The publication reports efficacy, safety and biomarker results from the IMbark Phase 2 clinical trial and is available online. As stated in the paper, IMbark tested two imetelstat doses and the 9.4 mg/kg dose every three weeks demonstrated clinical benefits in symptom response rate, with an acceptable safety profile for this poor-risk JAKi relapsed/refractory MF patient population. Biomarker and bone marrow assessments suggested selective effects on the malignant clone.

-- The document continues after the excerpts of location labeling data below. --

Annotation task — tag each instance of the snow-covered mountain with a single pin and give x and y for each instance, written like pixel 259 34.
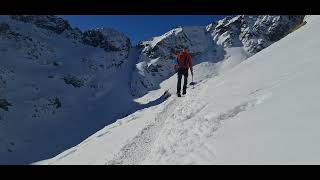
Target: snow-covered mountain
pixel 59 85
pixel 235 38
pixel 263 111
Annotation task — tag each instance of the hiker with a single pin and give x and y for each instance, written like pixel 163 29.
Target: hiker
pixel 184 62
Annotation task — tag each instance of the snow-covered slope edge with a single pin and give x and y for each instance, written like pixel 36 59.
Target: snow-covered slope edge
pixel 263 111
pixel 58 85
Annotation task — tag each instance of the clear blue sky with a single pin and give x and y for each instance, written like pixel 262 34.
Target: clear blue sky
pixel 140 27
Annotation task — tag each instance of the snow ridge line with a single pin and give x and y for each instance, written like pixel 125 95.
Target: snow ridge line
pixel 136 150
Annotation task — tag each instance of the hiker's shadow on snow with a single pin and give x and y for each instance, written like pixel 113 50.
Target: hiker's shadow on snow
pixel 155 102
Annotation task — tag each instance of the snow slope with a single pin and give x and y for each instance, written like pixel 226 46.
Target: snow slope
pixel 262 111
pixel 55 89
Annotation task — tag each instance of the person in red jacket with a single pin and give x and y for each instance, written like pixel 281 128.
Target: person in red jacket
pixel 184 62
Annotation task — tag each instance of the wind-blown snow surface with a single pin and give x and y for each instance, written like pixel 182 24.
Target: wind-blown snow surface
pixel 262 111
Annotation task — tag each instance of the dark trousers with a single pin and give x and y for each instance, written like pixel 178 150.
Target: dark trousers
pixel 182 72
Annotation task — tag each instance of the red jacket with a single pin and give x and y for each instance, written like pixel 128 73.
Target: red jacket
pixel 184 60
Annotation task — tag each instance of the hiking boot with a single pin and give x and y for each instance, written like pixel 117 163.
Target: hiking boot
pixel 184 92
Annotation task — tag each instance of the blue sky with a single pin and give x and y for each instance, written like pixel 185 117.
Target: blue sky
pixel 140 27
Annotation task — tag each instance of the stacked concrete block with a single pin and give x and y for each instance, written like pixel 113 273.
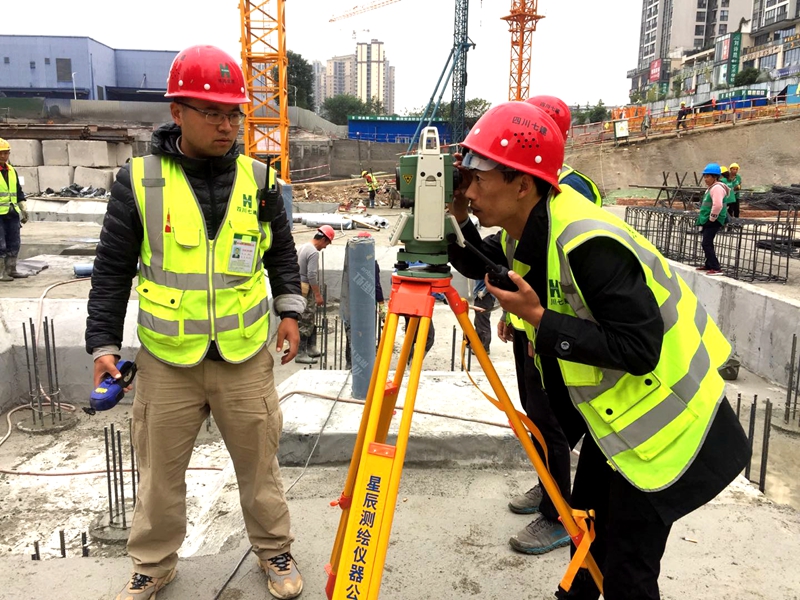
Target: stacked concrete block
pixel 55 153
pixel 55 177
pixel 97 178
pixel 31 176
pixel 123 152
pixel 84 153
pixel 26 153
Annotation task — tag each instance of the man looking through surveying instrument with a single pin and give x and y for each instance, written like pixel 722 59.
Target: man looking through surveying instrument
pixel 619 339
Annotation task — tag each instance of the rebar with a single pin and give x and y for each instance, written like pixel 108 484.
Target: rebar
pixel 121 481
pixel 453 351
pixel 762 480
pixel 108 480
pixel 49 369
pixel 57 392
pixel 114 470
pixel 791 379
pixel 751 434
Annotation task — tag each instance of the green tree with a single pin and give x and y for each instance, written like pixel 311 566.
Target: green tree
pixel 746 76
pixel 299 81
pixel 337 108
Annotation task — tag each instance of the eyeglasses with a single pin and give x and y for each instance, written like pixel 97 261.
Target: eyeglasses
pixel 217 118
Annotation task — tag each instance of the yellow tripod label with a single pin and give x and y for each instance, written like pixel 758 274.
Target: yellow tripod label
pixel 362 544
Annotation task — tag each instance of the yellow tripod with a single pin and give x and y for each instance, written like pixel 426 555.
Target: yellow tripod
pixel 373 479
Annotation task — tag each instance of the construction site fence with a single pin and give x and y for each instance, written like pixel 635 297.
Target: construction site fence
pixel 747 249
pixel 666 121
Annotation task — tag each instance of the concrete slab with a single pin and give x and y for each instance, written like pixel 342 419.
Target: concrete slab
pixel 29 179
pixel 26 153
pixel 97 178
pixel 55 153
pixel 56 178
pixel 86 153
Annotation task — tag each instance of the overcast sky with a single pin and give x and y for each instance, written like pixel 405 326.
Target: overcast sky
pixel 581 50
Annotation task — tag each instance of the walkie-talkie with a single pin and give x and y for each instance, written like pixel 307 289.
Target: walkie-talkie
pixel 268 198
pixel 498 274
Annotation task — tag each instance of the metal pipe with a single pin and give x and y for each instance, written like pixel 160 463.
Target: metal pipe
pixel 453 351
pixel 108 480
pixel 765 447
pixel 57 393
pixel 750 434
pixel 791 378
pixel 114 470
pixel 121 482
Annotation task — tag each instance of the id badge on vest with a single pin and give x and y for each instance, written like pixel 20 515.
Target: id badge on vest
pixel 243 254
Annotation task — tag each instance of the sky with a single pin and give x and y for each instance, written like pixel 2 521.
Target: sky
pixel 581 51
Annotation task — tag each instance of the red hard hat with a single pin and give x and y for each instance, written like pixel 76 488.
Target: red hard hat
pixel 327 231
pixel 557 109
pixel 520 136
pixel 206 73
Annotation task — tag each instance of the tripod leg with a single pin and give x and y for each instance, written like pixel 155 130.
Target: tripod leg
pixel 564 510
pixel 373 401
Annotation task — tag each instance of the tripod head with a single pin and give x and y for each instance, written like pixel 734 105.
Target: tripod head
pixel 426 180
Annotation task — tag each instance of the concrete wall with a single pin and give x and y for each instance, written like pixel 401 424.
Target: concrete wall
pixel 350 157
pixel 765 151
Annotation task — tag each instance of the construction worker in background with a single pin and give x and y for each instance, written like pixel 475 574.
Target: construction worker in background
pixel 372 186
pixel 558 110
pixel 683 112
pixel 184 214
pixel 308 257
pixel 13 214
pixel 712 216
pixel 736 184
pixel 620 341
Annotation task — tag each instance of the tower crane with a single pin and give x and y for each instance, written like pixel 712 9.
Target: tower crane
pixel 266 125
pixel 521 23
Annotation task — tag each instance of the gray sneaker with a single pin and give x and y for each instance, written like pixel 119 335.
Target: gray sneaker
pixel 540 536
pixel 527 503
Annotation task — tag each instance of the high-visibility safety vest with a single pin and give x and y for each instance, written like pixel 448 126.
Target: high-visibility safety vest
pixel 193 290
pixel 567 170
pixel 650 427
pixel 707 203
pixel 8 191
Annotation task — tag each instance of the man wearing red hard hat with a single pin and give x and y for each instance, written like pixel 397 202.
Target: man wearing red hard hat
pixel 620 341
pixel 203 223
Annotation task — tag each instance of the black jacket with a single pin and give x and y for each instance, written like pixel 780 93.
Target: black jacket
pixel 121 238
pixel 627 336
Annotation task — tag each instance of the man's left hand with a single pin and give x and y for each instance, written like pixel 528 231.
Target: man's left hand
pixel 288 332
pixel 524 303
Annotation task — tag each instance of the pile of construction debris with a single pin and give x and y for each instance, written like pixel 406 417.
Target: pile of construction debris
pixel 76 191
pixel 778 198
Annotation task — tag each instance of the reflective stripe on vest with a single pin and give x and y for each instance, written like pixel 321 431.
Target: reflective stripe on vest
pixel 567 170
pixel 8 191
pixel 191 290
pixel 649 427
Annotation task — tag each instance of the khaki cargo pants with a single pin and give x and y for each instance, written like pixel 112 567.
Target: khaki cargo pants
pixel 170 406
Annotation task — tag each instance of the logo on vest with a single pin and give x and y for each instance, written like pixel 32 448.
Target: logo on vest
pixel 556 295
pixel 247 205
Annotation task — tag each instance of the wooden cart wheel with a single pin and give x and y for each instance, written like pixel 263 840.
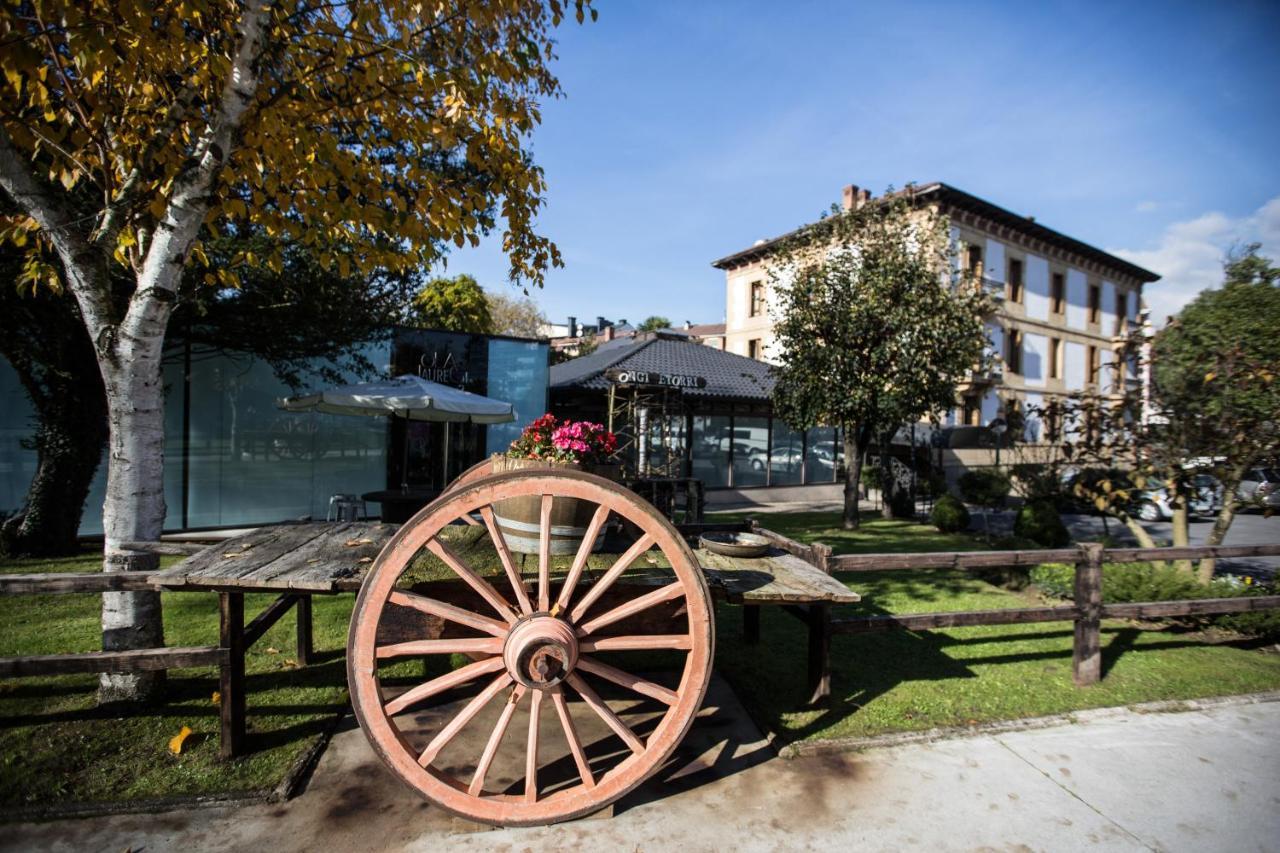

IMpactMF is an open label, randomized, controlled Phase 3 clinical trial with registrational intent. The trial is planned to enroll approximately 320 patients with Intermediate-2 or High-risk myelofibrosis who are refractory to prior treatment with a JAK inhibitor, also referred to as refractory MF. Patients will be randomized to receive either imetelstat or best available therapy. The primary endpoint is overall survival (OS). Key secondary endpoints include symptom response, spleen response, progression free survival, complete response, partial response, clinical improvement, duration of response, safety, pharmacokinetics, and patient reported outcomes.